Using your new native view in Flutter is the easy part. You use the UiKitView widget for iOS and the AndroidView widget for Android.

You give them the same unique ID you used when registering the factory.

// main.dart

import 'package:flutter/material.dart';
import 'package:flutter/foundation.dart'; // For defaultTargetPlatform
import 'package:flutter/services.dart'; // For StandardMessageCodec

void main() {
  runApp(const MyApp());
}

class MyApp extends StatelessWidget {
  const MyApp({super.key});

  @override
  Widget build(BuildContext context) {
    return MaterialApp(
      home: Scaffold(
        appBar: AppBar(
          title: const Text('Platform View Demo'),
        ),
        body: Center(
          child: SizedBox(
            width: 200,
            height: 50,
            child: _buildNativeView(),
          ),
        ),
      ),
    );
  }

  Widget _buildNativeView() {
    // This is the unique identifier you used on the native side
    const String viewType = 'simple-native-view';
    // You can pass arguments to the native view during creation
    final Map<String, dynamic> creationParams = <String, dynamic>{};

    switch (defaultTargetPlatform) {
      case TargetPlatform.android:
        return AndroidView(
          viewType: viewType,
          layoutDirection: TextDirection.ltr,
          creationParams: creationParams,
          creationParamsCodec: const StandardMessageCodec(),
        );
      case TargetPlatform.iOS:
        return UiKitView(
          viewType: viewType,
          layoutDirection: TextDirection.ltr,
          creationParams: creationParams,
          creationParamsCodec: const StandardMessageCodec(),
        );
      default:
        throw UnsupportedError('Unsupported platform view');
    }
  }
}

And that’s it. You now have a native view rendering inside a Flutter widget. You can wrap it in a SizedBox or any other layout widget. It participates in Flutter’s layout system just like any other widget.

The Performance Cost

This seems too easy. There must be a catch. And there is one a performance cost.

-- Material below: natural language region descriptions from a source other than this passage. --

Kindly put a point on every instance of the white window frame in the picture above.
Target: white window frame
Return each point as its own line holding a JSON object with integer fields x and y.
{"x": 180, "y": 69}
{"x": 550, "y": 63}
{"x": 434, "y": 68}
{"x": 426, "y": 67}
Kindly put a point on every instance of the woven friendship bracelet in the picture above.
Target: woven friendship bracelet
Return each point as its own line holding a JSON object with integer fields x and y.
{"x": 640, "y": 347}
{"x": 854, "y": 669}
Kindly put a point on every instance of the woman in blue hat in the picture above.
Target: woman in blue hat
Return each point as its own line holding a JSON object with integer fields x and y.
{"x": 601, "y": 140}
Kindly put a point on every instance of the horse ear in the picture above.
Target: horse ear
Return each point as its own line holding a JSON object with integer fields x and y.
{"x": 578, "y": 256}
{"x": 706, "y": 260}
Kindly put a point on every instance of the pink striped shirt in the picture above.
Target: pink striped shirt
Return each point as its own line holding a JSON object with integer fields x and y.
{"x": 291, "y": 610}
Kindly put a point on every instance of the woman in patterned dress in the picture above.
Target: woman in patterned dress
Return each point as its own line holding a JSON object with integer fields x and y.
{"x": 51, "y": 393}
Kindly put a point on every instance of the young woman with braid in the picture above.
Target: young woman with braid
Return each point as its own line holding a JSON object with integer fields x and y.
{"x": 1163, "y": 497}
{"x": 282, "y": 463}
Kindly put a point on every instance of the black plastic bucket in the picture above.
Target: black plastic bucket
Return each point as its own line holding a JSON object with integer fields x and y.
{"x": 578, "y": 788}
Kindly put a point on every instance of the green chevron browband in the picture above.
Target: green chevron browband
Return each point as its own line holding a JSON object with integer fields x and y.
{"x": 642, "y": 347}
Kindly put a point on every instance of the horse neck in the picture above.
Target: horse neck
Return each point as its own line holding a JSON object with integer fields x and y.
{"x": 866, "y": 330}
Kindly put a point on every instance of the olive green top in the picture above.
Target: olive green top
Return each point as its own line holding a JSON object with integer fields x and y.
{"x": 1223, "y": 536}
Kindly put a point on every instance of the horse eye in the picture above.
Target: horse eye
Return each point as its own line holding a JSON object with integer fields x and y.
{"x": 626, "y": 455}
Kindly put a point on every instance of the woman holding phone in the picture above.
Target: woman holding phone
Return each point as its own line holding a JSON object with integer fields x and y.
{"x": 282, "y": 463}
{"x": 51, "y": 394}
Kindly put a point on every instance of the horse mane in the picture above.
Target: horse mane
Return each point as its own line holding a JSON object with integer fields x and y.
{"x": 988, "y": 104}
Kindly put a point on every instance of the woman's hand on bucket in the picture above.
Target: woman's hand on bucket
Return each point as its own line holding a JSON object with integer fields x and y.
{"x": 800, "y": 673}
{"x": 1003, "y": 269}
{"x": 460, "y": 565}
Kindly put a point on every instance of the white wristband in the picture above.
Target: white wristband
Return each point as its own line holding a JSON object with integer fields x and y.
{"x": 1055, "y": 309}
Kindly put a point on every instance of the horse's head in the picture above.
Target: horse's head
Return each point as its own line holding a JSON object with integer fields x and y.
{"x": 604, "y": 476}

Platform Views are not cheap. They break Flutter’s single canvas rendering model. Every time a platform view is on screen Flutter has to composite its own canvas with the native view hierarchy. This is more work for the GPU and can reduce your frame rate if used incorrectly.

The rule of thumb is to use platform views sparingly. They are perfect for complex components that are hard to replicate in Dart like maps or web views. They are not for simple things like buttons or text fields.

You should also be careful about putting Flutter widgets on top of platform views or animating them frequently. The cost of composition adds up. But for showing a complex isolated native component they are the best tool for the job. They save you from a complete rewrite or a poor user experience.

Using platform views is a trade off between development time and rendering performance. For many apps that need to integrate a specific native SDK it is the right trade off to make. What existing native components could simplify your own work? Take a moment to think about it for your own app.